Star of the former PBS show Bill Nye the Science Guy, a one time engineer and comic writer, Nye now believes he has found a role in combating the politicization of science. In a hagiographic profile from Nicole Brodeur of the Seattle Times, Nye makes the kind of straw man argument that exemplifies the very thing he claims to oppose: politics posing as science.
Nye says he is confronting people in the country who "run around these congressional districts trying to change science education to fit this wrong idea" about evolution. And what is that wrong idea? That "the Earth is…10,000 years old."
1) He should name a congressional district where Young Earth Creationism (holding that the Earth is only 6-10,000 years old) is being seriously considered as a part of public education — especially a mandatory part.
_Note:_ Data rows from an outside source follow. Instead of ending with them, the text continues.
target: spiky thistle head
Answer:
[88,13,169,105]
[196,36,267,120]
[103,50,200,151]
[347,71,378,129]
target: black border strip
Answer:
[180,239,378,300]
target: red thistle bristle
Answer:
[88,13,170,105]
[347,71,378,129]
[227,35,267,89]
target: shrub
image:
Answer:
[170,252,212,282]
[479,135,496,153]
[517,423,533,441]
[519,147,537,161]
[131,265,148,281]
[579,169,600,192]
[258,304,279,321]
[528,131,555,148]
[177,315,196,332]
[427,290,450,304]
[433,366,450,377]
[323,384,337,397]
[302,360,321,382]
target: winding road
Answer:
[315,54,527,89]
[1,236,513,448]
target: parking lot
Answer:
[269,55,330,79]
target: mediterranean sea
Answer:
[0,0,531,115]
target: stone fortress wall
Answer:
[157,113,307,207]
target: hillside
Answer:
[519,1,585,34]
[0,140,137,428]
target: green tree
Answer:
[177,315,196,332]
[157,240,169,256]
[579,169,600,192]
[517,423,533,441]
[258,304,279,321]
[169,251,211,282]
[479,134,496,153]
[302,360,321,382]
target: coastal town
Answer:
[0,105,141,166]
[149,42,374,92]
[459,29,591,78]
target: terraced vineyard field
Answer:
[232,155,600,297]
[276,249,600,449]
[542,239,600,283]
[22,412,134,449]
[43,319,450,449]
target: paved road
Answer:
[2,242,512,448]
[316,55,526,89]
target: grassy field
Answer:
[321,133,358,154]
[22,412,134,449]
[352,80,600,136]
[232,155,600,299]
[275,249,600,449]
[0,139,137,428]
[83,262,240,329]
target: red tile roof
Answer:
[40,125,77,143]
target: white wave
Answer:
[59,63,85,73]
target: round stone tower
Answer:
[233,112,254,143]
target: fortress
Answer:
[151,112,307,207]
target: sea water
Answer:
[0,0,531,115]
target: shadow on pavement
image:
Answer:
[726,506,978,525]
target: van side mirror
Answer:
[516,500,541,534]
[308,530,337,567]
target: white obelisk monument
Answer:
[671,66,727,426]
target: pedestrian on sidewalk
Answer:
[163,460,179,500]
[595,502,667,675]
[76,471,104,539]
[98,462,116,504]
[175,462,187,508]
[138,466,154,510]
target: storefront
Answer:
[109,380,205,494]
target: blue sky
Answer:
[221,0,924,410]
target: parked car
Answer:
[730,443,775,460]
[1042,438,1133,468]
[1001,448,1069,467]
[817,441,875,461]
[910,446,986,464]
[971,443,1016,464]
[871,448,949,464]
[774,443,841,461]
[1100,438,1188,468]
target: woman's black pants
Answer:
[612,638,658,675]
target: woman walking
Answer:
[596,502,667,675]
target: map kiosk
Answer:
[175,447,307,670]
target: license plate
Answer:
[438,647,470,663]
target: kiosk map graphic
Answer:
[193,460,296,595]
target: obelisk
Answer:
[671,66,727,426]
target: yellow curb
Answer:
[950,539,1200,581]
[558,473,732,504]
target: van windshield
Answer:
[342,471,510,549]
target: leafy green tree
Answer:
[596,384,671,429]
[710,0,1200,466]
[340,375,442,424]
I don’t think he can. If he has been touring the nation’s congressional districts he must know this. But no, he is contesting a straw man.
2) The idea he actually wants to vilify is intelligent design, but that is something very different. Indeed, Stephen Meyer’s book, Darwin’s Doubt: The Explosive Origin of Animal Life and the Case for Intelligent Design, is based on the latest scientific evidence pertaining to the Cambrian explosion of complex life forms some 530 million years ago.
Even in the case of ID, the object is not to require its instruction in schools, a notion that Discovery Institute has consistently opposed. Rather, responsible academic freedom legislation would allow students to know the scientific evidence on both sides of the debate about Darwinian evolution — not, mind you, intelligent design.
Why doesn’t Mr. Science Guy talk about real science issues instead of straw men?